Sarah wiped her lips and cleaned her hand on her pants. Then she spit a gob of blood on the dirty floor at her feet. “The enzymes that digest your food start to eat you on the inside approximately three days after death.” She met his eyes. “You ready for that? Not just rotting, but being eaten from the inside as well?”
He just stared at her. Possibly trying to comprehend what he was looking at. Most girls wouldn’t respond to a crushing blow to the mouth the way Sarah did.
But that was what made her who she was.
Cole Lincoln had no idea who was coming for him. If he did, he wouldn’t have sent two men to pick her up.
That was like a snitch or Mafia informer sending two men to grab the hit man contracted out to kill him, thereby delivering the hit man to his hit.
Stupid, stupid move.
But most who chose the life of crime were stupid.
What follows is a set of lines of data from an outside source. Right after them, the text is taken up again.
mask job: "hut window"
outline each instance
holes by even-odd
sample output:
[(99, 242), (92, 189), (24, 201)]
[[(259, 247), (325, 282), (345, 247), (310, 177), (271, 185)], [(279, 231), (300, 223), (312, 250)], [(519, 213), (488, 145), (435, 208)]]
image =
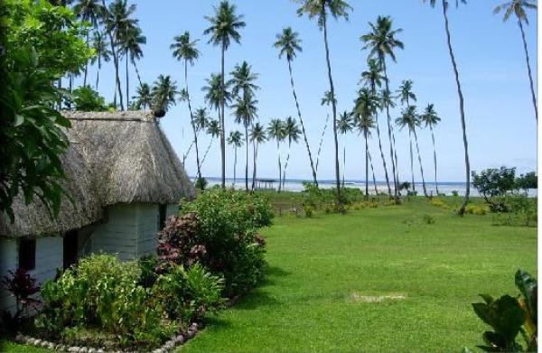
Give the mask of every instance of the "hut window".
[(36, 239), (19, 240), (19, 268), (27, 271), (36, 267)]
[(162, 230), (165, 227), (165, 218), (167, 218), (167, 205), (163, 203), (158, 206), (158, 230)]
Violent, but stupid. If a blow to the face was all it took to be escorted to Cole’s door, then she would take two, please.
She started for the cabin’s door.
“Coming?” she asked over her shoulder as she stepped out into the sun.
They followed her to their car.
“Stop,” the man who had hit her with the gun shouted from behind her.
Sarah stopped near the rear of the vehicle.
He walked around her to the trunk, opened it and pulled out a pair of jeans and a black T-shirt.
“Take off your clothes,” he said.
“Fuck you.”
He snickered and stepped closer, holding the clothes out to her.
“We don’t have time to play. Now, change into these so we can get out of here.”
“How do you know my size?”
“If these don’t fit, I’ve got two more pairs,
just in case. Wouldn’t want you to have to be naked.”
When she didn’t move toward the clothes he offered, he raised his gun.